5.4. Complaint Call Response Performance

Figure 8 shows the changes in the first call resolution (FCR) rate in the call center and the field dispatch rate trends after the adoption of the system. The FCR rate is the fraction of customers whose issues were resolved the first time they called. We monitored the trends up to seven months after adoption. Prior to the introduction of the system, the FCR rate was about 45%. After adoption, the FCR rate increased gradually to 51%, 60%, 67%, and 73%, and then leveled off at around 72%. The decreasing line shows the field dispatch rate (FDR) of field engineers. When issues are not resolved at the call center, the field engineers are dispatched to solve them. Prior to adoption, the FDR was between 45% and 50%. After the adoption, it decreased to 25%, which is about half of the prior rate. With the adoption of the system, the call center representative can more accurately determine the customer quality issues and resolve many of them in advance, which reduces the demands on the field engineers.

6. Conclusions

Using a machine learning methodology, we developed a scoring model to predict the likelihood of customer complaint calls as a proxy for customer-perceived quality. The developed model consists of two components: service quality and connectivity quality. The service quality model considers the perceived service quality during the sessions, while the connectivity quality considers connection establishment. We overcame several issues using clustering-based variable selection, pseudo target variable generation using PCA, and the introduction of SPC-based variables. We implemented the model in a real production network system that handles several billion calls per day. To manage the tens of billions of CDRs, we used the open source Kafka and Spark software packages. The developed system generates a cross-CDR database to be used by the quality model after merging various CDRs.

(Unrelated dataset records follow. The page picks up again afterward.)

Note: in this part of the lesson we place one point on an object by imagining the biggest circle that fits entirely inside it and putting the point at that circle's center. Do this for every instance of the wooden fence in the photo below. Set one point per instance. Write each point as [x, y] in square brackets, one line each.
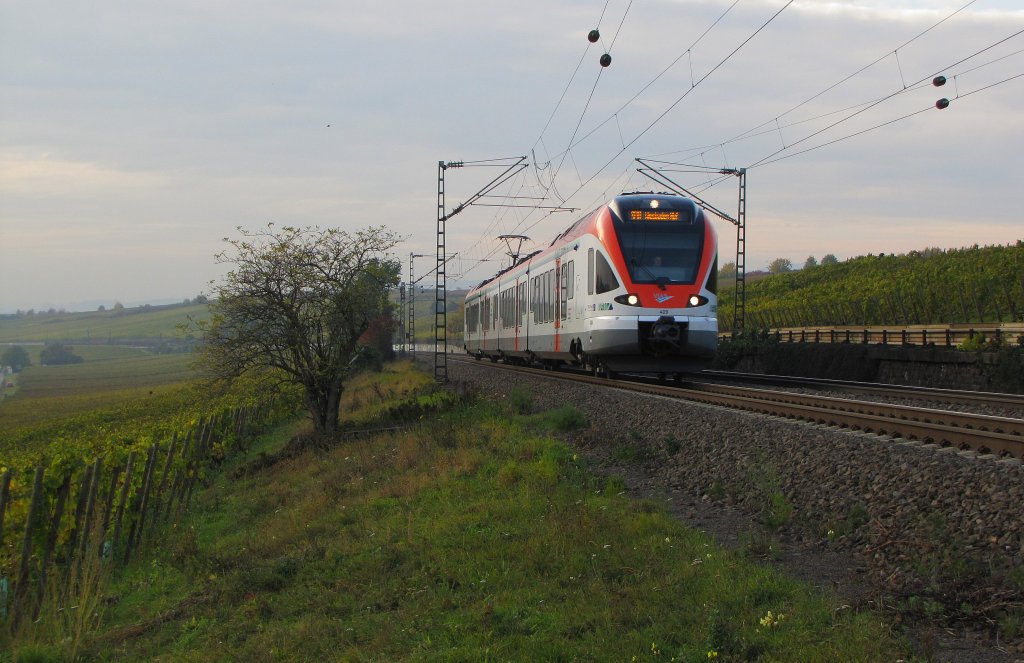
[100, 512]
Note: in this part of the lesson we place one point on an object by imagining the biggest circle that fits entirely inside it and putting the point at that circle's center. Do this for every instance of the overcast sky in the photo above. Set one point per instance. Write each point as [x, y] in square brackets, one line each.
[134, 135]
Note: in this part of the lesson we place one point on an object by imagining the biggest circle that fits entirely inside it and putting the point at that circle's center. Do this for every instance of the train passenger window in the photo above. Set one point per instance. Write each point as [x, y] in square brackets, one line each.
[563, 299]
[551, 295]
[604, 278]
[522, 301]
[590, 272]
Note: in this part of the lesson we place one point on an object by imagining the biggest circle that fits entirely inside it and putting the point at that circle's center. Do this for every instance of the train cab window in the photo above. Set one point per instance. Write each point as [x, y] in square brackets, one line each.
[604, 278]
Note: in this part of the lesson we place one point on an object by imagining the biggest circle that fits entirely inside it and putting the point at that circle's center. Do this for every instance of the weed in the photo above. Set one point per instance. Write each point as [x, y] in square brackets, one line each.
[759, 545]
[565, 419]
[779, 510]
[521, 400]
[614, 486]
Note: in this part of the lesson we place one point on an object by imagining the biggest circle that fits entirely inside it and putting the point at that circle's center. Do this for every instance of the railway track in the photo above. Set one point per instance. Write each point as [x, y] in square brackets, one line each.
[982, 433]
[1015, 401]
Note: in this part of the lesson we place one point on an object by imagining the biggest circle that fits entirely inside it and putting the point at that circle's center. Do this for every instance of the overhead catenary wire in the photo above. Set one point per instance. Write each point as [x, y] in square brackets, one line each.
[768, 158]
[521, 230]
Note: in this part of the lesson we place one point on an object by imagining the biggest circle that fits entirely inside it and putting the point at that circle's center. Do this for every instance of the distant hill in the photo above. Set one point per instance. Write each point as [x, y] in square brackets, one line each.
[933, 286]
[144, 325]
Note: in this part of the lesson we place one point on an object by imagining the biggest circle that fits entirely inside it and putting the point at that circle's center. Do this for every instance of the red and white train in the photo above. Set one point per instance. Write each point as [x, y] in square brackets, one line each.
[630, 287]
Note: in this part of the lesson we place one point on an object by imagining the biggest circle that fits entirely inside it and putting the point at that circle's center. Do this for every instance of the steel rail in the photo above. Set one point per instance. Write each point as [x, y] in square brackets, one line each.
[898, 390]
[978, 432]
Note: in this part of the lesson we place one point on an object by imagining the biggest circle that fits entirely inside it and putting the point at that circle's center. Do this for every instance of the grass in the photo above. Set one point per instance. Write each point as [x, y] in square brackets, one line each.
[99, 326]
[466, 532]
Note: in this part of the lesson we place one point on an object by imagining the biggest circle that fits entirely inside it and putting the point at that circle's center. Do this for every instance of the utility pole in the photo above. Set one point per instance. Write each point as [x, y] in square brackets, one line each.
[411, 328]
[739, 303]
[440, 287]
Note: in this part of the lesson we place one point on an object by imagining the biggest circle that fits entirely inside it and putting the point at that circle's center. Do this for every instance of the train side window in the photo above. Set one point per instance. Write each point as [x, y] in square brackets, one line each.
[590, 272]
[604, 278]
[522, 301]
[563, 299]
[534, 298]
[551, 295]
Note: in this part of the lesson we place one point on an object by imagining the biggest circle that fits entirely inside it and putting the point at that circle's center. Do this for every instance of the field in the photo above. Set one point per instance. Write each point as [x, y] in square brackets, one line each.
[463, 532]
[933, 286]
[152, 323]
[118, 394]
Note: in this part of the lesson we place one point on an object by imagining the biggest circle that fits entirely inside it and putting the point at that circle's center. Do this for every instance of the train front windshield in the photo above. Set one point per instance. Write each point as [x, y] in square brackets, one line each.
[663, 246]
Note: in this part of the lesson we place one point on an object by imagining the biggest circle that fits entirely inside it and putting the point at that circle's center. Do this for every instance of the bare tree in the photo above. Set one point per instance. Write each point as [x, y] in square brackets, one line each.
[295, 304]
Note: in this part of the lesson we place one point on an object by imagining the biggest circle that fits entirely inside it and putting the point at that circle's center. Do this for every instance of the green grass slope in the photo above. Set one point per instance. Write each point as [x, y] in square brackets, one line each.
[464, 532]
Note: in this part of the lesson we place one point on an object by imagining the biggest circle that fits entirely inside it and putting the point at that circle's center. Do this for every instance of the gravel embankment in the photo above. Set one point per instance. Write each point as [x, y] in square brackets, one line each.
[873, 520]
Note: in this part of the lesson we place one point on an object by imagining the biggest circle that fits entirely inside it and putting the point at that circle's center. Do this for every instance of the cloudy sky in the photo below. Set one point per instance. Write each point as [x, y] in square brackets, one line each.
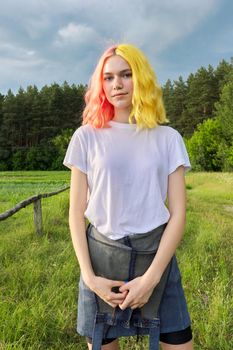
[46, 41]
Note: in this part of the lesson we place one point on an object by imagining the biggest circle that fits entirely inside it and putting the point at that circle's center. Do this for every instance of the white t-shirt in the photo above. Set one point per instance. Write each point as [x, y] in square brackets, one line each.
[127, 172]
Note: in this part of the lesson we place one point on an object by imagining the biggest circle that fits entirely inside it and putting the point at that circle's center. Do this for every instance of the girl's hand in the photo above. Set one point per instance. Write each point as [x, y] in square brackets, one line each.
[103, 288]
[138, 291]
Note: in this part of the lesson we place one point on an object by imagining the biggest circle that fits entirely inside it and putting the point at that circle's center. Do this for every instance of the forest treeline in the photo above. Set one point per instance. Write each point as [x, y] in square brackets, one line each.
[36, 125]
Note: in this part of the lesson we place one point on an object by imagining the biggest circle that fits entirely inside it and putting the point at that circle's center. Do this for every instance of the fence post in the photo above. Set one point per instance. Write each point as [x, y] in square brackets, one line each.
[38, 216]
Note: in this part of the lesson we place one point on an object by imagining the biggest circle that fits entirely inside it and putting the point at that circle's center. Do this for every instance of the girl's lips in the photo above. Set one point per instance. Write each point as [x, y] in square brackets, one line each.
[121, 94]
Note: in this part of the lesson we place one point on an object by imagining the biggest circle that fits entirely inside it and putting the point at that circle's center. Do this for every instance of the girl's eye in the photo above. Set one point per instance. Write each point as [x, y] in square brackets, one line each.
[127, 75]
[107, 78]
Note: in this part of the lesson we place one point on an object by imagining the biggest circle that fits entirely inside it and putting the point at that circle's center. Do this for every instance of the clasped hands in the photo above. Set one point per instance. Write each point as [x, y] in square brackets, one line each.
[133, 294]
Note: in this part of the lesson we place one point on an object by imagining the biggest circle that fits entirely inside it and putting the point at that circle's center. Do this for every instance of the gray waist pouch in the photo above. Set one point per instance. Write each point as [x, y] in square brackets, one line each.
[124, 260]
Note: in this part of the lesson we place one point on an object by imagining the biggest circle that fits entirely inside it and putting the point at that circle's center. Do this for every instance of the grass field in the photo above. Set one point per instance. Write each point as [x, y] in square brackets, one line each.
[39, 275]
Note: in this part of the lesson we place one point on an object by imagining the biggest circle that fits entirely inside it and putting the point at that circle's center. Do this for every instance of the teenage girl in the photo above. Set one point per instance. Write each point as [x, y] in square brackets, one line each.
[124, 166]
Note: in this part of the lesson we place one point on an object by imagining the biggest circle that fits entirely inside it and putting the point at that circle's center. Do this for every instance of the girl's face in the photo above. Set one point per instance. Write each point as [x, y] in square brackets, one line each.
[118, 83]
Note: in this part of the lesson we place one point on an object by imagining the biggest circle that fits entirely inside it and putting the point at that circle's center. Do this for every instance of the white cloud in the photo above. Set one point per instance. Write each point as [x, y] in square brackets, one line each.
[50, 39]
[76, 34]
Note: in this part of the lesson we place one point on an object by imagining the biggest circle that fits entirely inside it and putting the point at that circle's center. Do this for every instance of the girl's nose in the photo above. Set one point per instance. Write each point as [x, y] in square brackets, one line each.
[117, 84]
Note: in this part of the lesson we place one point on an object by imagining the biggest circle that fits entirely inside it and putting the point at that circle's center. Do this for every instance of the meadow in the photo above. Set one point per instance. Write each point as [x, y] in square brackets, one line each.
[39, 274]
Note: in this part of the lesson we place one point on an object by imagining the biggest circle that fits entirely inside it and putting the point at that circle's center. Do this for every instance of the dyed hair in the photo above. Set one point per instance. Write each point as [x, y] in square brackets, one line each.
[147, 103]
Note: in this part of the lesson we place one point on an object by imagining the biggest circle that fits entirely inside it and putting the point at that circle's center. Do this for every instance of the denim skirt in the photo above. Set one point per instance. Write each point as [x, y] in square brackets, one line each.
[173, 311]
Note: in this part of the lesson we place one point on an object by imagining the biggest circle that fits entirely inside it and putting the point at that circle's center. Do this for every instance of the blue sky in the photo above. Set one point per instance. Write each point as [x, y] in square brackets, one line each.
[46, 41]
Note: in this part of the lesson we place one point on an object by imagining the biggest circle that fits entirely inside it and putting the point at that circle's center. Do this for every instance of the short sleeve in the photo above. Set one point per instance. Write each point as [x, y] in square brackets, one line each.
[76, 154]
[178, 154]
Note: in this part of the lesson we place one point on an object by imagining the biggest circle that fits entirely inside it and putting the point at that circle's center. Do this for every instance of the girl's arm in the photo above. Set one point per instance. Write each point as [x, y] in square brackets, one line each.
[78, 204]
[141, 288]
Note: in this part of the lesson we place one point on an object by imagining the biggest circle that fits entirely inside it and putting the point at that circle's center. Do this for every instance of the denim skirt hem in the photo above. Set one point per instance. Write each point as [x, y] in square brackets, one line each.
[173, 311]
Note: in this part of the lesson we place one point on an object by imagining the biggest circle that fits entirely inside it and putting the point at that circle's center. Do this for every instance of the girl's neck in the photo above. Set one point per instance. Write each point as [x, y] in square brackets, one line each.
[121, 115]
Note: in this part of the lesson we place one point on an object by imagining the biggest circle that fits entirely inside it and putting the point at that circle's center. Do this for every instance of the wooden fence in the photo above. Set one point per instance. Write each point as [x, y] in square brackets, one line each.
[36, 200]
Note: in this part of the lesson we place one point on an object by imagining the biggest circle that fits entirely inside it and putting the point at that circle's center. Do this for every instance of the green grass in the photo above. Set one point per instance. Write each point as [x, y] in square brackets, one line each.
[39, 275]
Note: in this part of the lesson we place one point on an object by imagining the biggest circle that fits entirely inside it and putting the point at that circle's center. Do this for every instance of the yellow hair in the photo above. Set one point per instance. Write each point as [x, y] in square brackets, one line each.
[148, 108]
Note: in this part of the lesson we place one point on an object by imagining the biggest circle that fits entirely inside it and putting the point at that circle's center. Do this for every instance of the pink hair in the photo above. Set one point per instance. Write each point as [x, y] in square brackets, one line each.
[98, 110]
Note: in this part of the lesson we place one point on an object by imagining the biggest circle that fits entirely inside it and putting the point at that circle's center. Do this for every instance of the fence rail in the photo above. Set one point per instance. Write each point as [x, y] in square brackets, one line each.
[36, 200]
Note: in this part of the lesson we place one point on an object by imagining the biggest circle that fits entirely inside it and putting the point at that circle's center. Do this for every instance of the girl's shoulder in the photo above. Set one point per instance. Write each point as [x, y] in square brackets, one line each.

The validation test showed that the score model has strong explanatory power. Individuals from the lowest scored group (a score less than or equal to 30) have a 20 times higher likelihood of making complaint calls than the highest score group. Also, the sensitivity of the proposed model is 2.4 times higher than that of the random guess model. Compared to the legacy system, the new system based on the proposed scoring model detects base stations that cause a high level of complaint calls. When cells are selected with the new method, the complaint calls made in the top ten worst performing cells increase by about six times. By upgrading or repairing these cells first, we believe that customer dissatisfaction can be handled more efficiently. When we monitored the first call resolution rate, that is, the fraction of customers whose issues are resolved at the first call, the rate increased from 45% to 72% within six months of adoption, which shows the effectiveness of the proposed system.

Integration of a subjective quality model with the overall quality model is a future research direction. Additionally, the differences in the data service quality or video service quality from the call quality can be integrated with the objective quality model. Our final goal is to generate data that can be used to improve business performance by analyzing the influence of network quality on customer net profit scores and customer churn.

Conflicts of Interest

The authors declare that there are no conflicts of interest regarding the publication of this paper.

Acknowledgments

This research was supported by the Basic Science Research Program through the National Research Foundation of Korea (NRF) funded by the Ministry of Science, ICT & Future Planning (NRF-2012R1A1A2007890).